Squat Form Check/Help


Can I get some critique on my squat form? I do feel like I'm getting a good enough ROM on my squats but for some reason can't increase my PRs. In the videos it kind of looks like I'm leaning forward too much and doing a mini good morning when i come out of the squat. My leg stance is a few inches further than shoulder length and I try to keep my knees pointed out to my toes. Also try to tighten up my abs and core when I go down.

Is it best to sit down naturally? When I watch other ppls squat videos it looks like they descend straight down whereas in my case I look totally different.

I feel it most in my quads and not enough in my glutes/hammies/hip flexors, I usually do stretches before squat days.

I also do a few ankle/glute mobility stretches, mostly dynamic stuff(also body squats and goblet squats with dumbbells) all as warmup.
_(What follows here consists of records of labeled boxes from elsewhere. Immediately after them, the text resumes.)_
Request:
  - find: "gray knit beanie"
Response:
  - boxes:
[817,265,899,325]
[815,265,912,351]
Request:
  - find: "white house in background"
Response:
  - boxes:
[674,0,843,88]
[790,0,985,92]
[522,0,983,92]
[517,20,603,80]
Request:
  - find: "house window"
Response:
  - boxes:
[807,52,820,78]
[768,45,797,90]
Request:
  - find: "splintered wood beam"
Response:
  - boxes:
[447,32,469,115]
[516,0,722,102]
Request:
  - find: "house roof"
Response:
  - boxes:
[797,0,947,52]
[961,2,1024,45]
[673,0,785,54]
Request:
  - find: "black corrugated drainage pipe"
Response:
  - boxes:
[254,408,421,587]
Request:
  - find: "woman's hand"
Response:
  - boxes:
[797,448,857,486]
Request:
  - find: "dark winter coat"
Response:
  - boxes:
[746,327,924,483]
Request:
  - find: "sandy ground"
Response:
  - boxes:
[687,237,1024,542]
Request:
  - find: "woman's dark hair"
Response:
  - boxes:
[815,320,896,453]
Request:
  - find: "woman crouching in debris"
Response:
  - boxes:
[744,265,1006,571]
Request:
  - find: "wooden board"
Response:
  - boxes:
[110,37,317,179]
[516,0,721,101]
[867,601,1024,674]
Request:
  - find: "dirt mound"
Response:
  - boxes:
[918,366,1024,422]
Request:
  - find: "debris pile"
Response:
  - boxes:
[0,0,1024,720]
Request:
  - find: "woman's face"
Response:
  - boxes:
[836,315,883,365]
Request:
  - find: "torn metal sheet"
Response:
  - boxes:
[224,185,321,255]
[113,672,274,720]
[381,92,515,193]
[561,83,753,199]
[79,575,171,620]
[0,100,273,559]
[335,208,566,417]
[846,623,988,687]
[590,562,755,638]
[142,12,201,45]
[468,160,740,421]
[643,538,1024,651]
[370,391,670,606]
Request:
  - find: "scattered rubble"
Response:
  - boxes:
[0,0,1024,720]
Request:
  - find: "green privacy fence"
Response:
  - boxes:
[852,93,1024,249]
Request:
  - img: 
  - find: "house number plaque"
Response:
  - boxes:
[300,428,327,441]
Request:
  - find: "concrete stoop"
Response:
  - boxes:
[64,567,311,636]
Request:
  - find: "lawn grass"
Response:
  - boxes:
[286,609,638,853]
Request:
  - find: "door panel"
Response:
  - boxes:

I'm on a 5x5 routine at the moment to increase overall strength seeing how weak I am. My max squat has been stuck at 100kgs for a while now and I really want to increase it to 1.5BW. Currently weigh in at 77kgs which is also the weight I'm squatting in the vid.

Any help or critique would be appreciated, would really like to see some increases in my squatting PRs.(I know my back is rounding a bit when I go down, I can fix that too.)


Oh yeah, also I squat 3x a week on the 5x5 routine(5 sets of 77kgs for 5 reps), consistent weight Mon and Wed, then increase to overall max on Fridays.

The crappy thing is I've been hitting new PRs on my bench(just hit 91kgs) but it seems like my squat just sucks...


First thing, you're dive bombing into the hole, lower with more control and try to load your glutes and hamstrings when you sit back

Second, you're butt winking pretty badly, where you lower back loses tightness and your pelvis tucks under, this is bad and will lead to injury if you continually knock out reps like this. Find your working ROM, by not going as deep, you need to find the depth where your lower back doesn't move and work on glute activation and hip flexor stretching

Third, your chest is caving in on each rep, get your shoulder blades tight, and imagine sticking your chest up the entire time like you're chest is being pulled up to the ceiling by a string, getting your upper back tight and your chest out will help stabilize your entire back top to bottom.

Check out some of the videos in my technique thread http://tnation.T-Nation.com/free_online_forum/sports_body_training_performance_bodybuilding_beginner/technique_thread

and post some more videos of your progress so we can see if you're getting better, good luck


Well, you did not mention what your goals actually are.

There is not only one way to squat, even though a lot of idiots will probably suggest you squat as much like a suited powerlifter as possible for some reason, regardless of what you're trying to achieve.


Is that a mirror in front of you? Get rid of it and get used to looking at an upward angle. By looking up more, it will help you keep your chest up.

I recommend watching the "So you think you can squat" videos at EliteFTS. These are what really hit it home for me.
Part 1 & 2:
Part 3:
Part 4:

And if you're not in to the powerlifting method, here's something at Exrx.net


About your form: What Remu said, but also:
You should only need two steps to walk the bar out
you could experiment with a lower bar placement, if you have some meat on your upper back.
push your elbows forward, this will help you stay upright along with remus tips.

5x5 never did anything for me. Low rep ramping to a higher rep top set did. (like in 531)

What else do you do besides squat? Any accessory exercises? Do you deadlift? Squats are great, but these things make your squat greater.


Yeah that def. makes more sense(loading more into the glutes and hammies), thanks for the tips.

And I've seen most of SquatRXs videos before on establishing hip drive and flexibility. I usually use a lower bar placement BTW.

I'll try to keep a tighter, more puffed out chest so my butt doesn't wink out so much anymore and my lower back stance is better and tighter.

I'll do more videos today and see if there is any improvement. Also I just do basic exercises at the moment, deadlift, bench, rows, pull-ups, etc.